Breast milk produced by patients taking Reglan may contain variable amounts of the medication. The medication is distributed throughout the body and some portions get its way to the mammary glands (milk producing glands of the body.) Usually, infants would receive minute percentage (up to 10%) of the maternal dosage although it is possible for the infant to achieve pharmacologically active serum levels, increased prolactin and potential gastrointestinal side effects.
While most studies do not show any serious effects on infants, the potential risk cannot be ruled out. Furthermore, the side effects of Reglan can have added burden on the breastfeeding mom.
Increased Production of Breast Milk with Reglan
Reglan is sometimes used to increase production of breast milk in women. Metoclopramide is known to increase serum prolactin level which is significant in the production of breast milk, although there are several studies that suggest otherwise. Since Reglan can help increase milk production, there are some physicians who have actually been prescribing Reglan for this purpose. However, the use of this medication for stimulating breast milk production is considered “off-label” and must only be prescribed if the prospective benefits are great.
Still the best way to increase milk production is by regularly breastfeeding the infant, throughout the day and night. By continuously emptying the breasts, the mammary glands are obligated to replenish its content thereby continuously producing milk. Usually, medications are the last resort when looking for a way to increase milk supply. It is recommended that you work with a Lactation Consultant to effectively address the insufficient milk supply. Usually, the consultant will work with you to determine why your milk supply is insufficient.
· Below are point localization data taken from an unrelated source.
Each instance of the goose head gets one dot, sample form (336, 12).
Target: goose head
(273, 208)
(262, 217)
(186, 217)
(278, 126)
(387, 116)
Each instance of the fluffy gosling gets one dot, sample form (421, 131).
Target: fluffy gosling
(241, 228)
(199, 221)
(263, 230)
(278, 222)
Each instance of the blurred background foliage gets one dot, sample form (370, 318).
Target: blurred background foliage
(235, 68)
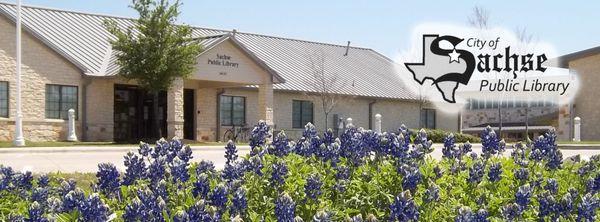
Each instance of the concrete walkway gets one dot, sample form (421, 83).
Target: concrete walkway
(86, 159)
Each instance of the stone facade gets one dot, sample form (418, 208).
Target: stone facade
(41, 66)
(586, 101)
(95, 117)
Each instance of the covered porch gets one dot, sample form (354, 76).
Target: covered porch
(193, 105)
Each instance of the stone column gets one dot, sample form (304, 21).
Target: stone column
(175, 110)
(378, 123)
(577, 129)
(206, 119)
(72, 135)
(265, 103)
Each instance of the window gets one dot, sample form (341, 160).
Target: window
(233, 110)
(428, 118)
(59, 99)
(3, 99)
(302, 113)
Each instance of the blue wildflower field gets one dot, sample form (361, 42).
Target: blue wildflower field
(360, 176)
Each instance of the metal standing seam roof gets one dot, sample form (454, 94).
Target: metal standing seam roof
(83, 40)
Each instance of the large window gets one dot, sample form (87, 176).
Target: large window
(302, 113)
(59, 99)
(3, 99)
(428, 118)
(233, 110)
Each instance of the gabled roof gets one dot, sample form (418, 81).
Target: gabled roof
(563, 61)
(82, 39)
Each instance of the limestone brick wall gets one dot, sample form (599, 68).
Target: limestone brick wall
(41, 66)
(586, 101)
(175, 109)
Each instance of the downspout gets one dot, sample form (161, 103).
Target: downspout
(371, 113)
(86, 82)
(220, 92)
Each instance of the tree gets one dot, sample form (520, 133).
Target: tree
(327, 87)
(154, 51)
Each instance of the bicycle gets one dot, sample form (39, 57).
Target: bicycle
(236, 133)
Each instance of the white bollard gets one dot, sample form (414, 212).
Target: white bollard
(72, 136)
(577, 129)
(349, 122)
(378, 123)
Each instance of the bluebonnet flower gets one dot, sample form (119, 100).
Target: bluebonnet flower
(144, 149)
(586, 209)
(230, 152)
(16, 218)
(43, 180)
(259, 134)
(66, 186)
(145, 207)
(157, 169)
(490, 143)
(285, 208)
(23, 180)
(279, 173)
(201, 186)
(432, 194)
(181, 216)
(547, 205)
(465, 214)
(108, 178)
(328, 137)
(93, 209)
(322, 216)
(356, 218)
(511, 211)
(551, 185)
(342, 173)
(185, 154)
(449, 146)
(411, 176)
(256, 165)
(54, 205)
(73, 199)
(476, 172)
(40, 195)
(160, 189)
(232, 172)
(160, 149)
(239, 202)
(179, 170)
(523, 195)
(521, 174)
(495, 173)
(205, 166)
(36, 213)
(218, 197)
(545, 148)
(438, 172)
(135, 168)
(280, 146)
(565, 207)
(198, 212)
(313, 185)
(481, 216)
(404, 208)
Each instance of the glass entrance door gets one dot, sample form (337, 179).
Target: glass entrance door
(134, 114)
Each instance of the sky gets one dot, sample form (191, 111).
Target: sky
(383, 25)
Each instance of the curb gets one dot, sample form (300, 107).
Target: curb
(84, 149)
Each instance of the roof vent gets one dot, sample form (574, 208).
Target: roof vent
(347, 49)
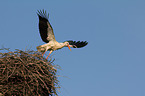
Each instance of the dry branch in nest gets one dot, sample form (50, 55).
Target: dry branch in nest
(27, 73)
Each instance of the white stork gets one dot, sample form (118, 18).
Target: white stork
(47, 35)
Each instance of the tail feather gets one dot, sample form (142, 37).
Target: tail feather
(41, 49)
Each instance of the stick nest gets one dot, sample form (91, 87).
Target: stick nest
(27, 73)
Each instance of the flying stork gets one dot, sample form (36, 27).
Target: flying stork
(47, 35)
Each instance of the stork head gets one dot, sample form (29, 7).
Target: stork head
(66, 44)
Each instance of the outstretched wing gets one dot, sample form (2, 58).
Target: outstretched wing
(77, 44)
(45, 29)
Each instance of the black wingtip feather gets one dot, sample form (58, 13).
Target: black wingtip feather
(77, 44)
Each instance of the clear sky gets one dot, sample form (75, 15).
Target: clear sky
(113, 62)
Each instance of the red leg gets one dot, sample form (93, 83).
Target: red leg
(44, 53)
(49, 54)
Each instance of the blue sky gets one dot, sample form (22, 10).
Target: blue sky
(112, 64)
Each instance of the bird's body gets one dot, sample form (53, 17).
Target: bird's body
(47, 35)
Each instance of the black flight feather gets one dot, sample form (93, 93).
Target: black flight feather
(77, 44)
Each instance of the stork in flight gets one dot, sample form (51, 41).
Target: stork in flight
(47, 35)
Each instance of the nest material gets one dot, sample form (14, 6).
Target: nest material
(27, 73)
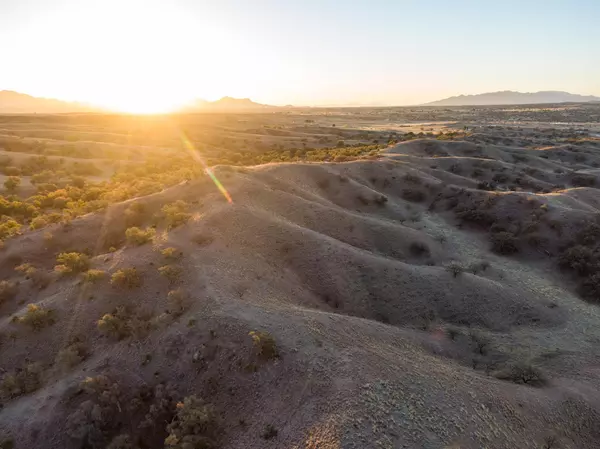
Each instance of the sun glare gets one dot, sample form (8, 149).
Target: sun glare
(139, 57)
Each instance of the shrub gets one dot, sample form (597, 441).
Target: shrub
(126, 278)
(202, 239)
(12, 183)
(9, 228)
(71, 263)
(37, 317)
(171, 253)
(93, 276)
(136, 236)
(38, 222)
(265, 345)
(504, 243)
(171, 272)
(523, 373)
(195, 426)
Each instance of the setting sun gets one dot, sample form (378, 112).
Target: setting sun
(139, 57)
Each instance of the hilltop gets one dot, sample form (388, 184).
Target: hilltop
(17, 103)
(509, 97)
(439, 291)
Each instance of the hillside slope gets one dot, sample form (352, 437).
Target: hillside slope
(508, 97)
(394, 324)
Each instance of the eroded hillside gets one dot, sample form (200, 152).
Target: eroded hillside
(441, 294)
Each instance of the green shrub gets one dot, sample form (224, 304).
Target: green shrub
(71, 263)
(504, 243)
(171, 253)
(194, 427)
(38, 222)
(36, 317)
(265, 345)
(126, 278)
(202, 239)
(523, 373)
(9, 228)
(12, 183)
(136, 236)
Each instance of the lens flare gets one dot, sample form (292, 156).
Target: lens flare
(196, 155)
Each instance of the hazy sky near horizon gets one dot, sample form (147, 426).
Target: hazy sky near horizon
(145, 55)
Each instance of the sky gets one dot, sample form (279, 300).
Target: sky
(154, 55)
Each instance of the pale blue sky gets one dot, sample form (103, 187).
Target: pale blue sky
(134, 54)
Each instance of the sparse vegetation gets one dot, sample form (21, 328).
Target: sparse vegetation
(37, 317)
(504, 243)
(195, 426)
(523, 373)
(171, 253)
(265, 345)
(72, 263)
(93, 276)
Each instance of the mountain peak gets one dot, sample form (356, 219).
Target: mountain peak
(507, 97)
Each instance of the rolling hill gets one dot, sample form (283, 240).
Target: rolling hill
(17, 103)
(511, 97)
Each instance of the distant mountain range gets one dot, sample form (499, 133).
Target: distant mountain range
(508, 97)
(17, 103)
(225, 104)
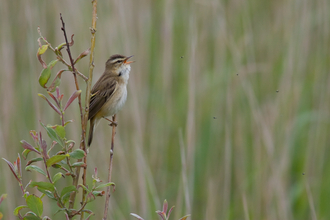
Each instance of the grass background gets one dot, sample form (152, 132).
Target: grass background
(203, 126)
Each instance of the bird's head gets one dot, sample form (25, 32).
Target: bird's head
(118, 65)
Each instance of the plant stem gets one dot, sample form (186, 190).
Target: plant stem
(85, 115)
(110, 168)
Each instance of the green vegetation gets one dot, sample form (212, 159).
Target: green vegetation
(227, 109)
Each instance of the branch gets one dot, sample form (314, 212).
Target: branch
(110, 168)
(59, 57)
(82, 143)
(87, 100)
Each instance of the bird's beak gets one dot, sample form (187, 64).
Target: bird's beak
(128, 62)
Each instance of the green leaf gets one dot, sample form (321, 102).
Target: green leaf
(52, 134)
(17, 209)
(78, 164)
(84, 187)
(184, 217)
(77, 154)
(105, 185)
(25, 153)
(43, 49)
(47, 193)
(35, 204)
(60, 131)
(55, 159)
(43, 185)
(34, 160)
(57, 176)
(44, 77)
(68, 189)
(35, 168)
(52, 64)
(61, 45)
(31, 217)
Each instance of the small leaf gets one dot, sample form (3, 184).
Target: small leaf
(184, 217)
(68, 189)
(161, 214)
(35, 204)
(72, 98)
(52, 134)
(35, 168)
(34, 160)
(52, 64)
(77, 154)
(44, 77)
(34, 135)
(82, 55)
(46, 192)
(28, 146)
(42, 49)
(56, 82)
(169, 212)
(84, 187)
(105, 185)
(57, 176)
(17, 209)
(45, 73)
(30, 217)
(12, 168)
(55, 159)
(43, 185)
(67, 122)
(19, 166)
(59, 47)
(2, 197)
(50, 104)
(136, 216)
(165, 206)
(25, 153)
(53, 97)
(78, 164)
(60, 131)
(98, 193)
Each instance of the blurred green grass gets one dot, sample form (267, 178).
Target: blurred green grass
(245, 146)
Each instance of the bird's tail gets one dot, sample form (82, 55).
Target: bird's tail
(91, 131)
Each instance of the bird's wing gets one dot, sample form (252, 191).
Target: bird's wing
(100, 95)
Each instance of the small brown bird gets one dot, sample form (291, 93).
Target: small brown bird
(109, 92)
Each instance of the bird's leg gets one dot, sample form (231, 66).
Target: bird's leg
(112, 123)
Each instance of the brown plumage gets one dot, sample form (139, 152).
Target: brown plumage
(109, 93)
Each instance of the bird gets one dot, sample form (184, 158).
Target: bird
(109, 93)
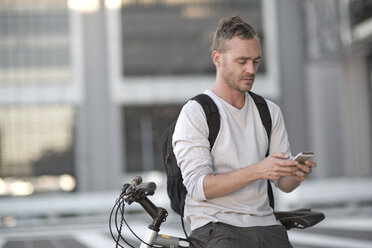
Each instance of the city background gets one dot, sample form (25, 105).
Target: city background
(88, 86)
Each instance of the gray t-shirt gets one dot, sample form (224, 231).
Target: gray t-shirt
(241, 141)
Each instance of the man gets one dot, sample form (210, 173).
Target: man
(227, 203)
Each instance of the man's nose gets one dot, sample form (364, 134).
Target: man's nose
(250, 68)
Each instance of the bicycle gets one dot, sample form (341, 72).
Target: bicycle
(138, 191)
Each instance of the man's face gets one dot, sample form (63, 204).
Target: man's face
(239, 63)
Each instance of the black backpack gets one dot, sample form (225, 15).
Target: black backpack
(175, 188)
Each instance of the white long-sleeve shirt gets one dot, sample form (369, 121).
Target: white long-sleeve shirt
(241, 141)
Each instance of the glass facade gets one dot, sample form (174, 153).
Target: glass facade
(36, 135)
(164, 37)
(144, 126)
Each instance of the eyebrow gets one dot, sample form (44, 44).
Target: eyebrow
(248, 58)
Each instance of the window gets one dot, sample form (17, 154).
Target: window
(173, 37)
(144, 126)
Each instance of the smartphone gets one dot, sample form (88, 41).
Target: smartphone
(303, 156)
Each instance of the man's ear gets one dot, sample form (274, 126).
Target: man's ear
(216, 57)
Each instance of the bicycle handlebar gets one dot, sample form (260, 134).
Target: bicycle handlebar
(138, 192)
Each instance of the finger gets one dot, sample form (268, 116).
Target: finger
(304, 168)
(286, 170)
(280, 155)
(310, 163)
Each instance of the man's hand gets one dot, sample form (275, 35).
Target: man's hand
(304, 170)
(277, 165)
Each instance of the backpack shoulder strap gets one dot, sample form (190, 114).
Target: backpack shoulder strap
(213, 116)
(264, 111)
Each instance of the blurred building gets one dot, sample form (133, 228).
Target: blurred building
(87, 87)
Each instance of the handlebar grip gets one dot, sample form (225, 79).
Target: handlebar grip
(148, 188)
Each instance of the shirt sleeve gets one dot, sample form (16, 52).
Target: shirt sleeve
(191, 148)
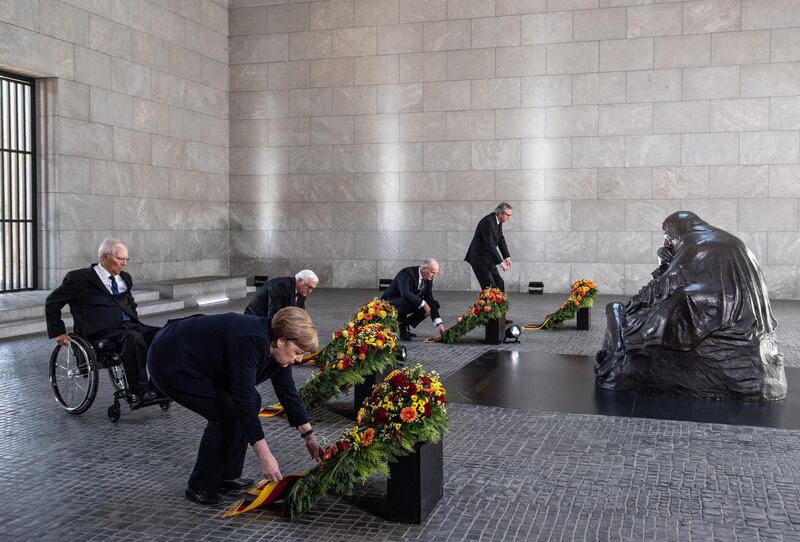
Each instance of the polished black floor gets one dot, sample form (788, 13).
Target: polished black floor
(565, 383)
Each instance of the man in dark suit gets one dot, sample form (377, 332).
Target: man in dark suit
(411, 292)
(482, 254)
(103, 307)
(212, 365)
(282, 292)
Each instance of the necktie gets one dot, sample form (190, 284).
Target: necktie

Take note that Reglan is a prescription medication and should only be given when truly needed. Although this drug can possibly increase milk production, experiencing its potential side effects is ever present. Some of its maternal side effects include anxiety, depression, diarrhea, drowsiness, headaches, sleepiness, and stomach cramps as well as tardive dyskinesia. There are not enough studies available to prove possible side effects on the infant.
If use of Reglan during breastfeeding cannot be avoided, it should be used with great caution and under close medical supervision.